The context of the data influences the size of the knowledge base contained within the adaptive stores. An aspect of this invention provides a storage system that intelligently adapts to the nature and context of the data being stored and accessed, greatly reducing the amount of storage space required. Such intelligent adaptation to data usage is particularly useful for situations where storage space is limited, such as WWW browsers and wireless devices. Another aspect of the invention links this aforementioned adaptive storage with contextual knowledge that a particular sequence of data will follow. For example, embodiments processing information about Lions will find the statement “Lions eat Zebra” more likely than “lions eat mountains” since Zebra is a food and mountains are very large rocks. The word “eat” implies that the next term or word will be a food product in the context of a mammalian carnivore. Embodiments thus pre-load adaptive stores with words of a carnivorous food context eliminating the need to examine a larger knowledge base.

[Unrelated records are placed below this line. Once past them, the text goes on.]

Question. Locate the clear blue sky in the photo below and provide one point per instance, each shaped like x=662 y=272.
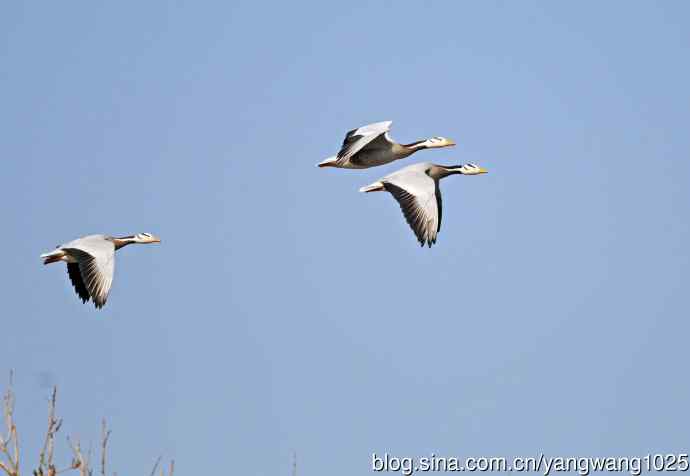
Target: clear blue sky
x=286 y=311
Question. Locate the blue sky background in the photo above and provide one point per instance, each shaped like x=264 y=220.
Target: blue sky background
x=286 y=311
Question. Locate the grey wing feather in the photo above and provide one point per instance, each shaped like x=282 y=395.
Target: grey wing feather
x=357 y=139
x=95 y=257
x=78 y=282
x=417 y=195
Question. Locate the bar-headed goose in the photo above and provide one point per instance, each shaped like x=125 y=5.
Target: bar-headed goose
x=370 y=146
x=416 y=189
x=91 y=263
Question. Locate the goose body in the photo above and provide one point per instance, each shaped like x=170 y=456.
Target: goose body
x=91 y=263
x=371 y=146
x=416 y=188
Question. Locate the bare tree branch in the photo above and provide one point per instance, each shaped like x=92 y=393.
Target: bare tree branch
x=155 y=466
x=105 y=434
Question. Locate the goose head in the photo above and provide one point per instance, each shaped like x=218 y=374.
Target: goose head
x=145 y=238
x=438 y=142
x=471 y=169
x=440 y=171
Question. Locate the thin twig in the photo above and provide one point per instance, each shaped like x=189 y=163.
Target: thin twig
x=155 y=466
x=105 y=434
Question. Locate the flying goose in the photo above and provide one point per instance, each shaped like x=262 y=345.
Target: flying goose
x=91 y=262
x=416 y=189
x=370 y=146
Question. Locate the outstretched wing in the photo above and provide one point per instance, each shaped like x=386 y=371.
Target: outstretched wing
x=420 y=203
x=357 y=139
x=96 y=262
x=78 y=282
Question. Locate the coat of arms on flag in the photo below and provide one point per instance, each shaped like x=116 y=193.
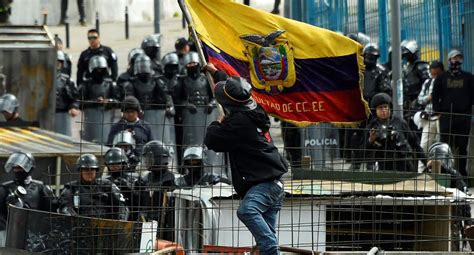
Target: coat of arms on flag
x=271 y=61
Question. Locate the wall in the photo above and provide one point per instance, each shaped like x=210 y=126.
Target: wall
x=29 y=11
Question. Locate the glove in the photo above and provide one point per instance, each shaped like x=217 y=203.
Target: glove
x=191 y=108
x=170 y=111
x=211 y=106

Consumers and businesses can all benefit from a mechanism that facilitates the easy identification and comparison of data. For example, those performing electronic commerce can easily identify and catalog information on web repositories of their competitors.
The ability of a data server to process the data requests is often dependent on the nature of the specific request which can result in the servers inability to service other requests. Data requests may have different priorities; for example, an eCommerce server may place higher priority to performing the activities associated with a credit card transaction than to servicing a request for an image on a web site that could take lower priority. In this example, lower priority requests could be delayed until such time as the higher priority activities are complete. The prioritization of data requests and their processing requirements are performed by specific embodiments in accordance with this invention or in the form of an external data input. Examples of such inputs are from another data server or another component of the same server etc. For example, a data server could specify that all data requests to images files should be delayed by a factor dependent on the total load on the server.
Having described certain embodiments of the invention, it will now become apparent to those of skill in the art that other embodiments incorporating the concepts of the invention may be used. Therefore, the invention should not be limited to certain embodiments, but rather should be limited only by the spirit and scope of the disclosure.